When Should I Replant My Lawn?
If you’re looking to replace your grass lawn, timing can be important. Obviously, if you choose a non-living alternative like gravel or artificial turf, you can get started at any time. But for the other lawn options on our list, experts typically recommend planting in the spring or fall – when there’s less heat and more water. If you live in an area that experiences harsh winters, planting in early spring is probably your best option because it gives your new plants more time to get established before being exposed to freezing temperatures.
How Do I Remove My Existing Grass?
Ready to make the switch? Here are some ways to rid yourself of an existing grass lawn:
- Start digging. Use a flat shovel to slide underneath the grass, pulling it up by the roots.
- Use a sod cutter. Rent a sod cutter from your local home improvement store to cut your grass into neat, manageable strips. Then roll it up like a carpet for removal.
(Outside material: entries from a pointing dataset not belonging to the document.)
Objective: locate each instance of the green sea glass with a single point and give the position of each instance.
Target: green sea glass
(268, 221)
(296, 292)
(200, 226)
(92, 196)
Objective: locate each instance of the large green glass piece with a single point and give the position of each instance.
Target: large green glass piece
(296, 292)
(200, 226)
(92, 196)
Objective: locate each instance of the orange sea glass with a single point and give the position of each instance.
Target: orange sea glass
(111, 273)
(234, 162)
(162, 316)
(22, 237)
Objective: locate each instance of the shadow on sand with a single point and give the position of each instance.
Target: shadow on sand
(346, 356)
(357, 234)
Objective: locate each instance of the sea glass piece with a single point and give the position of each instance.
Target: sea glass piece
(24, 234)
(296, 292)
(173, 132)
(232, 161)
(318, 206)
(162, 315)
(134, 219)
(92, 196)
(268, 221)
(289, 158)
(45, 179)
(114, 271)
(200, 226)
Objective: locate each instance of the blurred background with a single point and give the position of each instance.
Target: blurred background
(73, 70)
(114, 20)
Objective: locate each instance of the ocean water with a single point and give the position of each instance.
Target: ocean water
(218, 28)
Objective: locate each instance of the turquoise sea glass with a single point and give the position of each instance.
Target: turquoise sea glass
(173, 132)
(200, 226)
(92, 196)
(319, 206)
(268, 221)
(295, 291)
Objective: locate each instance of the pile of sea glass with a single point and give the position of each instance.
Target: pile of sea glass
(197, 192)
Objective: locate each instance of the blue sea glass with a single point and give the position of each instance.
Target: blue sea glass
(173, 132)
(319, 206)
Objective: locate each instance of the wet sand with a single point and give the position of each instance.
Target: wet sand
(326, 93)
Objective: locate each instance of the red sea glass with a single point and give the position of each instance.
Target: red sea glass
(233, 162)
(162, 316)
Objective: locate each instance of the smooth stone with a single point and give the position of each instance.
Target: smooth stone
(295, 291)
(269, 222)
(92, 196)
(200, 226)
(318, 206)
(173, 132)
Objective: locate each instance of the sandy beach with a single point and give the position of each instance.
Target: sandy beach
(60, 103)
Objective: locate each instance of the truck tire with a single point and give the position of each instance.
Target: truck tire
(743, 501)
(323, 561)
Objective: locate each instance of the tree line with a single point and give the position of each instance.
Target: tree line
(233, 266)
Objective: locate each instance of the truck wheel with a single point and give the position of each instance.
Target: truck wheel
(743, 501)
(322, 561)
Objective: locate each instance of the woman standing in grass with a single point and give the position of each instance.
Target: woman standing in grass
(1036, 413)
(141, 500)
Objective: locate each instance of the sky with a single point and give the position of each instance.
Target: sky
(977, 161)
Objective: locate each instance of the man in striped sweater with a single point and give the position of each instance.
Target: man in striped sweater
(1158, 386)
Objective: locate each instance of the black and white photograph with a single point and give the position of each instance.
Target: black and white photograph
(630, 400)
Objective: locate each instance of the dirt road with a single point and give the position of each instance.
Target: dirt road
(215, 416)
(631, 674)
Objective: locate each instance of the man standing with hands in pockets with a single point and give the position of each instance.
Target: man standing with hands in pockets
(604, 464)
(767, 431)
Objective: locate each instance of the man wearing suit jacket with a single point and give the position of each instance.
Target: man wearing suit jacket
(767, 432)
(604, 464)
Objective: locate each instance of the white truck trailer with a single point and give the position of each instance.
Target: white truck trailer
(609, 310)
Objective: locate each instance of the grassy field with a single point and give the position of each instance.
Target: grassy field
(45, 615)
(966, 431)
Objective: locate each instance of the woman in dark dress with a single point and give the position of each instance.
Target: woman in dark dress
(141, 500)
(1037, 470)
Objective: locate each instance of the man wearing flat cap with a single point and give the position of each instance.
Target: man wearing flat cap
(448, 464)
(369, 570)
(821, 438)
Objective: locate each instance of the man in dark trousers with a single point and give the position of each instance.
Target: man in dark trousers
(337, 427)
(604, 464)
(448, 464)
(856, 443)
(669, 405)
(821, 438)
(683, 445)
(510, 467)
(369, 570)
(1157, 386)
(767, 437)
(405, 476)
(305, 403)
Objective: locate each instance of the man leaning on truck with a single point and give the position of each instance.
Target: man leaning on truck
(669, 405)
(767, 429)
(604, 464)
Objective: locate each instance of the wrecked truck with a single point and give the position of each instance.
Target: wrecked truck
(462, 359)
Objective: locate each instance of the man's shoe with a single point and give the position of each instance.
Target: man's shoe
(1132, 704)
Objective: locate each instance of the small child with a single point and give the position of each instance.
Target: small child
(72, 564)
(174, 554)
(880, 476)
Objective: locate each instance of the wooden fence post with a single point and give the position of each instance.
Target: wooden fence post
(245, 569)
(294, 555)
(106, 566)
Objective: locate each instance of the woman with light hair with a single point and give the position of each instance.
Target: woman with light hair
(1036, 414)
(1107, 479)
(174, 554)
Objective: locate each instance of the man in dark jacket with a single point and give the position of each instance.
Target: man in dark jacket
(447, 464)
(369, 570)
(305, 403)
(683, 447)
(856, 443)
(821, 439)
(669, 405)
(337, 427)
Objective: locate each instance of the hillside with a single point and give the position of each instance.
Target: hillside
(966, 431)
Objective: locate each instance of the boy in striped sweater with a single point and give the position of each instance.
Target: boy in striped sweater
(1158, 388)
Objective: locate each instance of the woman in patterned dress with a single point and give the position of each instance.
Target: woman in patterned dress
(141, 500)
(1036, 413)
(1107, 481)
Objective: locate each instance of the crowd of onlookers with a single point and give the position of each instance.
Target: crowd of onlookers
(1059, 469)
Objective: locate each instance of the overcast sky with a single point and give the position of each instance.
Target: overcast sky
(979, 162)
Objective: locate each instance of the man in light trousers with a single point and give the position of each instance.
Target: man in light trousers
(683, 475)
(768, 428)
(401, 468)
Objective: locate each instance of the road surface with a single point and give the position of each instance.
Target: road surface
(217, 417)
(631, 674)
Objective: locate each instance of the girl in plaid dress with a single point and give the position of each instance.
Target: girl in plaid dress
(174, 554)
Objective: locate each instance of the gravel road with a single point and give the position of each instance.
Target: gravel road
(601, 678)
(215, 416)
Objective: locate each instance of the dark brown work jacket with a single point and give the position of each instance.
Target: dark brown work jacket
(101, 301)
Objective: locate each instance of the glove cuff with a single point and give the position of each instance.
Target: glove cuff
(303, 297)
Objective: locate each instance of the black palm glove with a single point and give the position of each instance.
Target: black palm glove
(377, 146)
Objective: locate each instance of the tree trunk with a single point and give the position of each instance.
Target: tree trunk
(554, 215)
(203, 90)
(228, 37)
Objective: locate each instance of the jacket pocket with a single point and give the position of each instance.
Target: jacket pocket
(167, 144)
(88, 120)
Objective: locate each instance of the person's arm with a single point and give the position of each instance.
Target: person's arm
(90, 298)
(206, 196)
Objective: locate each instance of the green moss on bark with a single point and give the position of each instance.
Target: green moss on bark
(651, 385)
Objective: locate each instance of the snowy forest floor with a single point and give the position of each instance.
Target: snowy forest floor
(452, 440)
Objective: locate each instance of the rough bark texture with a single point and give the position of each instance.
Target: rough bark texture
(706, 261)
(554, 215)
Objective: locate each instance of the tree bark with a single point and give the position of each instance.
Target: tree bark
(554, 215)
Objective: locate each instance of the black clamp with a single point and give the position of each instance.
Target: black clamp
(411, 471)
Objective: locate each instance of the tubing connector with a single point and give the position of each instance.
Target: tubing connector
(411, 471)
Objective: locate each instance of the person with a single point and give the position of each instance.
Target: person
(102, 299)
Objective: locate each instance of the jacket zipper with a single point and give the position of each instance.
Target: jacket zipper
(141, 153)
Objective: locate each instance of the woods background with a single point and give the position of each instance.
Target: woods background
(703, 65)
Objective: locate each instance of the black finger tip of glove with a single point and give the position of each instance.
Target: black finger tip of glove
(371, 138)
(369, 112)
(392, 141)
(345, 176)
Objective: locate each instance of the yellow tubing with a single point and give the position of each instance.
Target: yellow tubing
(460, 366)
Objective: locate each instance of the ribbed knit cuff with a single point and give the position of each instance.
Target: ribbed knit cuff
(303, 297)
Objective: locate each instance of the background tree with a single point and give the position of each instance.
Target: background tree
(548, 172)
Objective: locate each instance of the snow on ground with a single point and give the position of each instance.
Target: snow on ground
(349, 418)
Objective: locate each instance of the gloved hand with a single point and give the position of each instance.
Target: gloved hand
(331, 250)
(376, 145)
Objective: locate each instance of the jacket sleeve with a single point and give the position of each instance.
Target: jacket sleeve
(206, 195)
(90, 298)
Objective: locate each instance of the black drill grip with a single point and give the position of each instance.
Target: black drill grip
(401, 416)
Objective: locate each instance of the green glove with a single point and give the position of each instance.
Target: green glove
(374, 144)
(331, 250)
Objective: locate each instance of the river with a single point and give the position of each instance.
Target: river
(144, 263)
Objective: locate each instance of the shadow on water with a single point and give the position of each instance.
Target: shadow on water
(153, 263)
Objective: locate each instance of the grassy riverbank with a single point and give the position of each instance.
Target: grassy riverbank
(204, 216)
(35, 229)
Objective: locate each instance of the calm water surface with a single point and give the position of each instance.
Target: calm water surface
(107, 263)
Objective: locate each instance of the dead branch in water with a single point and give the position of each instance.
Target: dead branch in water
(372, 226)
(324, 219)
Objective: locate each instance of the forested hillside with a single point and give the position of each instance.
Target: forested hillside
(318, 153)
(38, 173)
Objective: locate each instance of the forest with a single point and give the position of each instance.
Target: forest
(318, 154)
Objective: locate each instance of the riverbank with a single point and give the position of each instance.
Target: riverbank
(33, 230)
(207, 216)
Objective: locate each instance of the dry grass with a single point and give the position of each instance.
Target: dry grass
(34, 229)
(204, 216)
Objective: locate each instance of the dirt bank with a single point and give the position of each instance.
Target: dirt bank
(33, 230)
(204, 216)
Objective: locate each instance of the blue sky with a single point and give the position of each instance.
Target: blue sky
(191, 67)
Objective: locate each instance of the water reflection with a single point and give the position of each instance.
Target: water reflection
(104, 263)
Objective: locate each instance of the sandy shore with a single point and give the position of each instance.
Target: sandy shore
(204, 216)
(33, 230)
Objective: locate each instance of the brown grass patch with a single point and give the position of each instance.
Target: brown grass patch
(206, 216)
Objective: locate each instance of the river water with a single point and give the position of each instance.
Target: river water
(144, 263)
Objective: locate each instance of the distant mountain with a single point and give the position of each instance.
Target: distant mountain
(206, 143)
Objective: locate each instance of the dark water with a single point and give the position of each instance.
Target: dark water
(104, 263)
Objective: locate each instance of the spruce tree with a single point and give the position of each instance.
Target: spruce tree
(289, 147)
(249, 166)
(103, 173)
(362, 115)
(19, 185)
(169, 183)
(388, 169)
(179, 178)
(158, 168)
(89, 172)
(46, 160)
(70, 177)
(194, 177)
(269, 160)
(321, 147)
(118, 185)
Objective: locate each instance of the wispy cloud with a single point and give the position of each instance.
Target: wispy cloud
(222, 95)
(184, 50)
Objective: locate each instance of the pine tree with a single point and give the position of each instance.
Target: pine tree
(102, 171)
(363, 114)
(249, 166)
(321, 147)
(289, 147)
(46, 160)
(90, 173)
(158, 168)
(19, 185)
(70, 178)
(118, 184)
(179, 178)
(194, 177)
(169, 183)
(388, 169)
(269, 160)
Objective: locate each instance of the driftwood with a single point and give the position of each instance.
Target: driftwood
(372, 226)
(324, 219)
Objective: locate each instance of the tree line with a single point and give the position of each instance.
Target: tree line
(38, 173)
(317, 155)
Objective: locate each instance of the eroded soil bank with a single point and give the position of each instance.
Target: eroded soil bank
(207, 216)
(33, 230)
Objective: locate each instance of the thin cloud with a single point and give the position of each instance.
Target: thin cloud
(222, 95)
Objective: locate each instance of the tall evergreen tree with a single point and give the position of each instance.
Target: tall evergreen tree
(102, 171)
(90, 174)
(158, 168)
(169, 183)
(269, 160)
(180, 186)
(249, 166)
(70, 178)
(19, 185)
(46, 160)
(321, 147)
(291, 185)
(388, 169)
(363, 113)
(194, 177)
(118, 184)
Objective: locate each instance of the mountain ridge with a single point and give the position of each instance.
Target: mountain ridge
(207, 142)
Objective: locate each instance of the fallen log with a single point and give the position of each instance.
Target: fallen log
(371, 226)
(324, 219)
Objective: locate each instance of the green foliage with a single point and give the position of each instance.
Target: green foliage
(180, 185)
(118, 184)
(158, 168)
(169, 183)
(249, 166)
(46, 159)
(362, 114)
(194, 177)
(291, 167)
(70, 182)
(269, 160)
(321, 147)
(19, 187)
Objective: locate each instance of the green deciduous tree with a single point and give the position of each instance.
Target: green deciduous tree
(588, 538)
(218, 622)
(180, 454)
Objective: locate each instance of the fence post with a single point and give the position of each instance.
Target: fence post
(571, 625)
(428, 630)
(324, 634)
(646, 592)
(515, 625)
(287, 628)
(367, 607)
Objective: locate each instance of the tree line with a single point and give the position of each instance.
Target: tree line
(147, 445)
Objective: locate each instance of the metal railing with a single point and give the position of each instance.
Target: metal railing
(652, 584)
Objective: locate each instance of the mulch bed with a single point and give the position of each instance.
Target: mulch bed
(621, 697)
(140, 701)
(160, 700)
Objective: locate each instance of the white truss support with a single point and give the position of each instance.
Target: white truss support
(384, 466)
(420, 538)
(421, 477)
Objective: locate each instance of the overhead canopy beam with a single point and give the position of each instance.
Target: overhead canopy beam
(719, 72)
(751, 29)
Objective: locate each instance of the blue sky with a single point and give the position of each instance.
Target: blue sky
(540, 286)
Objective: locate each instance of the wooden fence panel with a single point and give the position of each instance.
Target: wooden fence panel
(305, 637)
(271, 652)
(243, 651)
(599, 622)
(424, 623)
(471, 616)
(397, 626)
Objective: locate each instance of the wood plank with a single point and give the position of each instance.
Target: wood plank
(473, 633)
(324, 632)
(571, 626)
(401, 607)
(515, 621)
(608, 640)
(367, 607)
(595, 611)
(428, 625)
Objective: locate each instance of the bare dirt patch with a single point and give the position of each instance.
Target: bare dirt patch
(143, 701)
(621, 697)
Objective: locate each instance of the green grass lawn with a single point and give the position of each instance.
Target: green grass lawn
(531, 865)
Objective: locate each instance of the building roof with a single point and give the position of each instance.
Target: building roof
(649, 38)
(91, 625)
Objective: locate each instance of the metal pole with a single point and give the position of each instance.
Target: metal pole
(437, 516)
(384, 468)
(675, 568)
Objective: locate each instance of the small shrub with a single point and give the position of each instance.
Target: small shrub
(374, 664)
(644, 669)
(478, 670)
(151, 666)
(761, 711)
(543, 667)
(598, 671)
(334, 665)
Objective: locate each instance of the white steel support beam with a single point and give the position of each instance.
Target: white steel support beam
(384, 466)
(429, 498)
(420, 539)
- Solarize it. Water your lawn and cover it with clear plastic sheeting. Then, let the sun do the rest. After a few weeks in the summer heat, your grass will be dead and ready for replacement.
- Try sheet mulching. This process involves covering your soil with a layer of compostable material, like newspaper or cardboard, then adding compost and mulch on top. Sheet mulching takes several months, so it’s recommended to start in the fall and let your lawn decompose over the winter. When it’s time to plant in the spring, you’ll be starting off with rich, nutrient-dense soil.